Stone balls, 1978
Red lava stone, 6 spheres,
diameter: 55 to 180 cm;
weight: 240 kg to 7.2 t
Swiss Post Branch,
In 1976, architect Franz Steinbrüchel completed a new building commissioned by PTT to express the new urban identity of the once-rural municipality of Effretikon: a bold red structure comprising a base topped by a residential tower. The art-in-architecture work Paul Agustoni developed for the building’s forecourt, which was also dominated by the colour red, blended harmoniously into the built context. As described in a letter from a Federal Art Commission representative, the square was envisioned as a small oasis of calm with a friendly, traffic-protected atmosphere. Agustoni’s contribution to this place of contemplation comprised six spheres of different sizes and a hemisphere serving as a drinking fountain, all made of red lava stone.
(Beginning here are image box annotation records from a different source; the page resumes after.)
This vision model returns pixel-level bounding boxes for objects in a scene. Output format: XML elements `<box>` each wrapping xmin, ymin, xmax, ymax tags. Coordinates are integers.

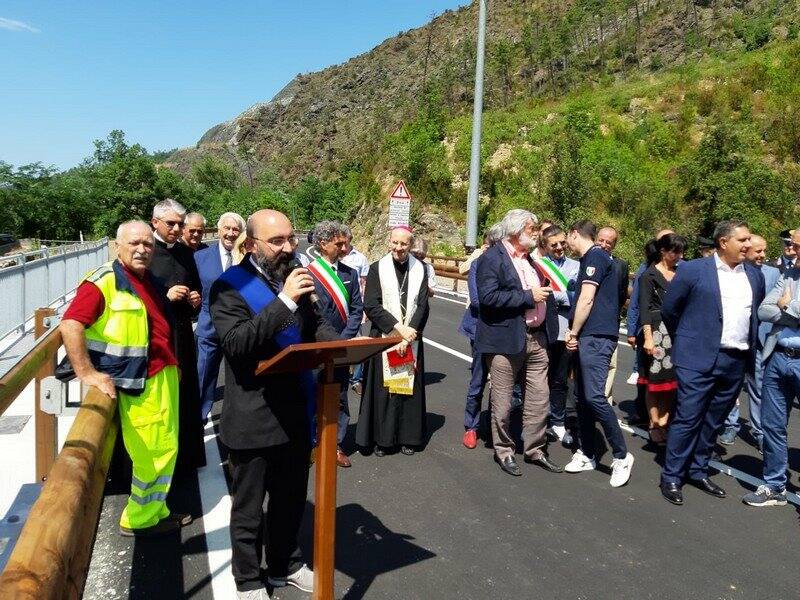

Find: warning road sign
<box><xmin>389</xmin><ymin>179</ymin><xmax>411</xmax><ymax>200</ymax></box>
<box><xmin>389</xmin><ymin>179</ymin><xmax>411</xmax><ymax>227</ymax></box>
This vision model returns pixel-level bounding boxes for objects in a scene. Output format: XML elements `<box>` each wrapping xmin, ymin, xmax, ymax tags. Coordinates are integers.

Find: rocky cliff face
<box><xmin>165</xmin><ymin>0</ymin><xmax>522</xmax><ymax>180</ymax></box>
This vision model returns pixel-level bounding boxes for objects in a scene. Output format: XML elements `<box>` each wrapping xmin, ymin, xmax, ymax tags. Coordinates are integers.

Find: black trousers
<box><xmin>547</xmin><ymin>341</ymin><xmax>575</xmax><ymax>427</ymax></box>
<box><xmin>228</xmin><ymin>440</ymin><xmax>310</xmax><ymax>591</ymax></box>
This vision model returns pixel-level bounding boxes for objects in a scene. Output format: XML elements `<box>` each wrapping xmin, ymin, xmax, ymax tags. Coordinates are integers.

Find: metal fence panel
<box><xmin>0</xmin><ymin>238</ymin><xmax>108</xmax><ymax>339</ymax></box>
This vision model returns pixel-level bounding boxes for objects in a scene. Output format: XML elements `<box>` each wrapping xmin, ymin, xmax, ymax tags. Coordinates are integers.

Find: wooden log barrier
<box><xmin>0</xmin><ymin>388</ymin><xmax>117</xmax><ymax>600</ymax></box>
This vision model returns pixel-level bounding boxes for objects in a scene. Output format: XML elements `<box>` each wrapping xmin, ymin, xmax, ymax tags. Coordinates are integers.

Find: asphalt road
<box><xmin>85</xmin><ymin>278</ymin><xmax>800</xmax><ymax>600</ymax></box>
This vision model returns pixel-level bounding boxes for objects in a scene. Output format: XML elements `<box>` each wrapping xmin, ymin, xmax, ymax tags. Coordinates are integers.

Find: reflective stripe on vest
<box><xmin>86</xmin><ymin>263</ymin><xmax>150</xmax><ymax>395</ymax></box>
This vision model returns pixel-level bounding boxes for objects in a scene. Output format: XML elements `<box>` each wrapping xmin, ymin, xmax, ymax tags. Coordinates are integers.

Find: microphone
<box><xmin>286</xmin><ymin>257</ymin><xmax>322</xmax><ymax>315</ymax></box>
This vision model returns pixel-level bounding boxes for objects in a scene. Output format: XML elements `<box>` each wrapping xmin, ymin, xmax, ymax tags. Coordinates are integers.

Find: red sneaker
<box><xmin>464</xmin><ymin>429</ymin><xmax>478</xmax><ymax>450</ymax></box>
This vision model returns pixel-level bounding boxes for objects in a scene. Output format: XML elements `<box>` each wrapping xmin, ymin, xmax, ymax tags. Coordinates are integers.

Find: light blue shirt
<box><xmin>547</xmin><ymin>254</ymin><xmax>581</xmax><ymax>342</ymax></box>
<box><xmin>777</xmin><ymin>272</ymin><xmax>800</xmax><ymax>350</ymax></box>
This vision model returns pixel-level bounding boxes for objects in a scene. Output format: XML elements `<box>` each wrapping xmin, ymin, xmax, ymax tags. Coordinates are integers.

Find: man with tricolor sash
<box><xmin>308</xmin><ymin>221</ymin><xmax>364</xmax><ymax>467</ymax></box>
<box><xmin>534</xmin><ymin>225</ymin><xmax>580</xmax><ymax>446</ymax></box>
<box><xmin>210</xmin><ymin>210</ymin><xmax>340</xmax><ymax>598</ymax></box>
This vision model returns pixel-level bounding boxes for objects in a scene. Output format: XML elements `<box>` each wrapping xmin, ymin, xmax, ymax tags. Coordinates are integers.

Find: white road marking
<box><xmin>423</xmin><ymin>338</ymin><xmax>800</xmax><ymax>507</ymax></box>
<box><xmin>422</xmin><ymin>337</ymin><xmax>472</xmax><ymax>364</ymax></box>
<box><xmin>433</xmin><ymin>296</ymin><xmax>467</xmax><ymax>308</ymax></box>
<box><xmin>197</xmin><ymin>420</ymin><xmax>236</xmax><ymax>598</ymax></box>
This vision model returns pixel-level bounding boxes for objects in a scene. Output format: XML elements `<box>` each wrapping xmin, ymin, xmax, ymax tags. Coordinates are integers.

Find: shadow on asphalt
<box><xmin>299</xmin><ymin>502</ymin><xmax>436</xmax><ymax>600</ymax></box>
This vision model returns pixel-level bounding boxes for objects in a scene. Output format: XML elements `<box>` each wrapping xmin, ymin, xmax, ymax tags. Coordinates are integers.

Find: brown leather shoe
<box><xmin>336</xmin><ymin>446</ymin><xmax>353</xmax><ymax>469</ymax></box>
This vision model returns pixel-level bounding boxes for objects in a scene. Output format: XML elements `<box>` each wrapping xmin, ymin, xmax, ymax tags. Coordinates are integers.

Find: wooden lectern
<box><xmin>256</xmin><ymin>337</ymin><xmax>403</xmax><ymax>600</ymax></box>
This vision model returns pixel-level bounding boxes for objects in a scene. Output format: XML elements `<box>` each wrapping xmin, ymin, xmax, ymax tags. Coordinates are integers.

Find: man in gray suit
<box><xmin>742</xmin><ymin>229</ymin><xmax>800</xmax><ymax>506</ymax></box>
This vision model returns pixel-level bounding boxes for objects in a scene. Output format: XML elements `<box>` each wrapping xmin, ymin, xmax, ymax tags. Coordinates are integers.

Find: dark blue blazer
<box><xmin>473</xmin><ymin>244</ymin><xmax>558</xmax><ymax>354</ymax></box>
<box><xmin>458</xmin><ymin>255</ymin><xmax>483</xmax><ymax>343</ymax></box>
<box><xmin>661</xmin><ymin>256</ymin><xmax>764</xmax><ymax>373</ymax></box>
<box><xmin>194</xmin><ymin>243</ymin><xmax>222</xmax><ymax>339</ymax></box>
<box><xmin>312</xmin><ymin>261</ymin><xmax>364</xmax><ymax>340</ymax></box>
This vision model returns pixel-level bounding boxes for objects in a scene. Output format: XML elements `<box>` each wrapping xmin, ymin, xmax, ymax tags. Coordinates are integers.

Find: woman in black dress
<box><xmin>639</xmin><ymin>233</ymin><xmax>686</xmax><ymax>444</ymax></box>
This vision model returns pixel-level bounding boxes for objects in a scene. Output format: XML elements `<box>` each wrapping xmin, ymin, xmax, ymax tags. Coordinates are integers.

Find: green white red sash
<box><xmin>533</xmin><ymin>256</ymin><xmax>568</xmax><ymax>292</ymax></box>
<box><xmin>308</xmin><ymin>258</ymin><xmax>350</xmax><ymax>323</ymax></box>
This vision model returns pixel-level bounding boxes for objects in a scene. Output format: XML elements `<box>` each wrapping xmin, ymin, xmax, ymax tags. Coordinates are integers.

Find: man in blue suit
<box><xmin>194</xmin><ymin>212</ymin><xmax>244</xmax><ymax>423</ymax></box>
<box><xmin>660</xmin><ymin>220</ymin><xmax>764</xmax><ymax>505</ymax></box>
<box><xmin>474</xmin><ymin>209</ymin><xmax>563</xmax><ymax>477</ymax></box>
<box><xmin>307</xmin><ymin>221</ymin><xmax>364</xmax><ymax>468</ymax></box>
<box><xmin>458</xmin><ymin>224</ymin><xmax>503</xmax><ymax>449</ymax></box>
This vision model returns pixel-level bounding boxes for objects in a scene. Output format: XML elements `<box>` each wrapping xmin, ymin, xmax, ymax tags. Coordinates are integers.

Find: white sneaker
<box><xmin>564</xmin><ymin>450</ymin><xmax>597</xmax><ymax>473</ymax></box>
<box><xmin>553</xmin><ymin>425</ymin><xmax>572</xmax><ymax>446</ymax></box>
<box><xmin>267</xmin><ymin>565</ymin><xmax>314</xmax><ymax>594</ymax></box>
<box><xmin>236</xmin><ymin>588</ymin><xmax>270</xmax><ymax>600</ymax></box>
<box><xmin>610</xmin><ymin>452</ymin><xmax>633</xmax><ymax>487</ymax></box>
But the situation has been different since 2010 when the building and its surroundings were renovated. The square was opened up, and a staircase towards the street now takes on the enclosing function that a wall used to have. The building was painted modern white. The fountain suffered damage when it was moved and was not repaired. The spheres were repositioned and rearranged. Now detached from the architecture, the elements must assert themselves as an independent artwork.
Paul Agustoni (1934, Möhlin–2012, Liestal) was a popular sculptor in the region who realized over 100 commissioned works for public spaces. His stone sculptures regularly feature round forms, such as balls, wheels, and chains. Circles and spheres refer to the cosmic and spiritual themes that interested the artist. In Effretikon, they also serve as a counterpoint to the surrounding architecture while simultaneously engaging in a dialogue with the building’s curved lines.